As the chain continues to evolve and build out use cases beyond cryptocurrencies, and as Polygon’s paper is deployed on Agglayer and Open Money Stack, more sources like Polymarket are expected to further contribute to the chain’s growth and bring it back from the brink of obscurity.
What is Polygon’s Open Money Stack?
According to a long article by Polygon Lab CEO Marc Boiron: Posted With X, Polygon’s Open Money Stack is a comprehensive ecosystem designed to support the complete on-chain migration of the world’s financial system.
In the article, the authors point out that even though the Internet has freed up information, financial transactions are still severely constrained by geography, time, and infrastructure. They claim Polygon aims to change this by making fund transfers “unrestricted and programmatic,” moving from slow and expensive legacy systems to faster and more reliable systems.

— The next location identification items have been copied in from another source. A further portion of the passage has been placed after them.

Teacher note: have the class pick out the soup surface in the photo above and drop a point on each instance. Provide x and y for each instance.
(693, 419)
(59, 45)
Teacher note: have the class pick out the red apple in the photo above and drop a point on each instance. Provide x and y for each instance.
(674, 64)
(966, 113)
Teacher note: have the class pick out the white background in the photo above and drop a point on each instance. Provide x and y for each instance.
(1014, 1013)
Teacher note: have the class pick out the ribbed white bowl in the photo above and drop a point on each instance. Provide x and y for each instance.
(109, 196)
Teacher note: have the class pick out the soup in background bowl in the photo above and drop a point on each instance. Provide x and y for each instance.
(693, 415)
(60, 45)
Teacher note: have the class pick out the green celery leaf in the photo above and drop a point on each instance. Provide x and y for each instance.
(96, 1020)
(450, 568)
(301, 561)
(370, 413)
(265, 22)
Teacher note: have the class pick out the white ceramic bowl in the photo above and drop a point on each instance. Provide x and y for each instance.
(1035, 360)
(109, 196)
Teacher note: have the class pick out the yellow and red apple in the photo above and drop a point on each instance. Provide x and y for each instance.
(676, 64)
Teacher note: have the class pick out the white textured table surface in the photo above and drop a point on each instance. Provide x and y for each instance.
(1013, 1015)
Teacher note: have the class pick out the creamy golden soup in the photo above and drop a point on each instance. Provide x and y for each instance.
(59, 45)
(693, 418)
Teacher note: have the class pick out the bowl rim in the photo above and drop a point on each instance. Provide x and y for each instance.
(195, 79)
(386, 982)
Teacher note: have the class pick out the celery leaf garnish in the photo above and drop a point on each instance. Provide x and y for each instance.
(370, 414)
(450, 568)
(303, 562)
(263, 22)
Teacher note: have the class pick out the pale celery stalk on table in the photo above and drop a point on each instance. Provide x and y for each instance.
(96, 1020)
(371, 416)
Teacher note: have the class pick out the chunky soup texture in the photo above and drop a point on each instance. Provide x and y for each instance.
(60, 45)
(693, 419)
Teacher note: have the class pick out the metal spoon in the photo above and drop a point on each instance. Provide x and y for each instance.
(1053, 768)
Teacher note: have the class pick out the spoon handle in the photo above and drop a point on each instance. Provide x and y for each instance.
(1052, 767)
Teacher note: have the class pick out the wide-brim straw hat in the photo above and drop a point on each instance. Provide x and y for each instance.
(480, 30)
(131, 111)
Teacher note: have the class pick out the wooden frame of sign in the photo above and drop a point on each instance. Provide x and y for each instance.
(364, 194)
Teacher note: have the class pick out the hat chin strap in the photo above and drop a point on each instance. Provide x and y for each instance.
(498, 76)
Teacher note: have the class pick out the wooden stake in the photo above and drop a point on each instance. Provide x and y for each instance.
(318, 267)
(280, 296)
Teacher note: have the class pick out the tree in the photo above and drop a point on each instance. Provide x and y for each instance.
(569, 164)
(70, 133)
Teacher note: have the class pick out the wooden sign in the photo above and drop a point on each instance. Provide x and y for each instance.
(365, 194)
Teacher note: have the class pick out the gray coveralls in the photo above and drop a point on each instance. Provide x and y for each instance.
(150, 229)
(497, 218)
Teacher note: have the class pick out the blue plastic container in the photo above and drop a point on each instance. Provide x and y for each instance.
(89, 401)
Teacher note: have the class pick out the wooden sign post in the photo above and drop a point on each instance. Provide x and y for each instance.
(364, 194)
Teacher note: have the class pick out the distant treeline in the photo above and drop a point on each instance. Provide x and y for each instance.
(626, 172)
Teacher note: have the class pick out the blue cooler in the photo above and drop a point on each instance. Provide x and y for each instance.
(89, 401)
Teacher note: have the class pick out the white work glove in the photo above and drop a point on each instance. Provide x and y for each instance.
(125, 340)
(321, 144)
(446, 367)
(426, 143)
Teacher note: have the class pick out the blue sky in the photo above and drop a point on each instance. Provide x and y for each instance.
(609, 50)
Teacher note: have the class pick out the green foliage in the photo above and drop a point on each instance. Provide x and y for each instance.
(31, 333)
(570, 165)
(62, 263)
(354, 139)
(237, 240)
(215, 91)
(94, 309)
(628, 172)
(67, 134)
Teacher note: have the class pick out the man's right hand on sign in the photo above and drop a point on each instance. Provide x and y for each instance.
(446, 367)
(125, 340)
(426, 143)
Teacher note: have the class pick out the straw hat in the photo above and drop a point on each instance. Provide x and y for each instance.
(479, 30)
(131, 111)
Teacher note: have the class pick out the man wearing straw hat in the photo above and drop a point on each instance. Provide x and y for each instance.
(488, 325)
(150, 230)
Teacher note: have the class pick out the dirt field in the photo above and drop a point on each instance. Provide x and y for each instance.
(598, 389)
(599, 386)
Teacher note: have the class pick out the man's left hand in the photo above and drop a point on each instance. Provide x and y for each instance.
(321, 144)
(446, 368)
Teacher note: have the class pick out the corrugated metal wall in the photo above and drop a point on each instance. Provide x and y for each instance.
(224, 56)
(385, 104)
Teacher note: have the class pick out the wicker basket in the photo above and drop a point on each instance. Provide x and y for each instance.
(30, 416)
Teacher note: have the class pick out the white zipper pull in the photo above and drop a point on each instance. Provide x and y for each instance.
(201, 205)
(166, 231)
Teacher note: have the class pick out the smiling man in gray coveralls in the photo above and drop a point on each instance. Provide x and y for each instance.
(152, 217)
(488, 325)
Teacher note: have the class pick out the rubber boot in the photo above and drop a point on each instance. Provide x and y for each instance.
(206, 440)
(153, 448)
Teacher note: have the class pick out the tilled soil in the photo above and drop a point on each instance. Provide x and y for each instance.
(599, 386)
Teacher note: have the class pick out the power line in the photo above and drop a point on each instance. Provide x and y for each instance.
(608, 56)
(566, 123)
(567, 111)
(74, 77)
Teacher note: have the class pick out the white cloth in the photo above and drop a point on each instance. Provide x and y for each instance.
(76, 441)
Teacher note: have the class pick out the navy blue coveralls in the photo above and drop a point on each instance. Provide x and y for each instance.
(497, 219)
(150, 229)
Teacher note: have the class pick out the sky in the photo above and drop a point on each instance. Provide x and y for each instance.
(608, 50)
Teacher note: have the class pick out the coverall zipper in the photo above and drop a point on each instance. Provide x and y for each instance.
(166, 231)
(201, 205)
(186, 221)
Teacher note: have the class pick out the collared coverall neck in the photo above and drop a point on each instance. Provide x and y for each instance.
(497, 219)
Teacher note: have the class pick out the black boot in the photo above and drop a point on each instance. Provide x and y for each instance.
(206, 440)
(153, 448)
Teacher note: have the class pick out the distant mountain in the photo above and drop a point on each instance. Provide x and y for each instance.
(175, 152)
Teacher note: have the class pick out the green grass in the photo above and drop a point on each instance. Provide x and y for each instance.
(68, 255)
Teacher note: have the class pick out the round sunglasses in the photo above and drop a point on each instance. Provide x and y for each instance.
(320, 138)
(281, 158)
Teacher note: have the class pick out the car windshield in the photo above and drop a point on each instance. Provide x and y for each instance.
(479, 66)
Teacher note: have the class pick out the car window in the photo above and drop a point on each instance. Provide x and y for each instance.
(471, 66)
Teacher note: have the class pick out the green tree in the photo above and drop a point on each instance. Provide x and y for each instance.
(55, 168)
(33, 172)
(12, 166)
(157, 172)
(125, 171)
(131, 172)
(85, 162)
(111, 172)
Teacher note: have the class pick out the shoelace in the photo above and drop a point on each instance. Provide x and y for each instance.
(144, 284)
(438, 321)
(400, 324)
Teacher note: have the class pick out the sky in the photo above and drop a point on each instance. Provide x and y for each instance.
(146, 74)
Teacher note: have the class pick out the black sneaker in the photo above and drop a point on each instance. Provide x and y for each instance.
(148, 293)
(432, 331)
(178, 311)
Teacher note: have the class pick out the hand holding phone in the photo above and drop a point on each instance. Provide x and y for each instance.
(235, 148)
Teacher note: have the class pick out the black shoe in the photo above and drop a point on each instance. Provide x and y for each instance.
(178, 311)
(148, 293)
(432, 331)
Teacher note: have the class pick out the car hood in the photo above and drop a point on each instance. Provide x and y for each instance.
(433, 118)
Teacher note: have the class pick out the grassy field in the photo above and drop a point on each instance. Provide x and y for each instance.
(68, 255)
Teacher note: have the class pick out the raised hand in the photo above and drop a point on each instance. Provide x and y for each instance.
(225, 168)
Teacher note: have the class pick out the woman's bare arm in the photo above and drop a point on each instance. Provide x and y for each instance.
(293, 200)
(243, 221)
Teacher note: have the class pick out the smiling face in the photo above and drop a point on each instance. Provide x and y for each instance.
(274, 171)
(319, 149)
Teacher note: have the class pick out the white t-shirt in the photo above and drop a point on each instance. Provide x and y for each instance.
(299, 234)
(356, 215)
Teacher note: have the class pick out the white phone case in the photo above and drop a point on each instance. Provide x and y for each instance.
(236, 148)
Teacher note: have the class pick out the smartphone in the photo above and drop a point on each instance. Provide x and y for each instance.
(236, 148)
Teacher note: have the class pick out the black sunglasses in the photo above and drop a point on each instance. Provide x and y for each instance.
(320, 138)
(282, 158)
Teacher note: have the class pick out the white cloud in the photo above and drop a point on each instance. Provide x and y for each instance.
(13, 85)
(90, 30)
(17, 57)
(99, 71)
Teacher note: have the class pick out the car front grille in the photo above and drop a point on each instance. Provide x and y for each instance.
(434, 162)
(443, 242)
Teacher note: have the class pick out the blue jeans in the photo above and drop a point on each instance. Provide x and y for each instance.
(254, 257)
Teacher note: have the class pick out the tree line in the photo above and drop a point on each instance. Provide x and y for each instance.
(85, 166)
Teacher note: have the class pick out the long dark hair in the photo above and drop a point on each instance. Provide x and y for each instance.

Open Money Stack is an integrated technology suite designed to make blockchain invisible to end users, featuring on-chain utilities such as high-performance blockchain rails, simplified on/off ramps combined with cross-chain interoperability, superior wallet infrastructure, and high-yield opportunities.
Although the overall migration timeline could take 10 years, Polygon is confident that the protocols that define this category will be established within the next three years.
In the coming weeks, Polygon Labs plans to launch several initiatives focused on payments, compliance, and on-chain money primitives to advance from vision to execution.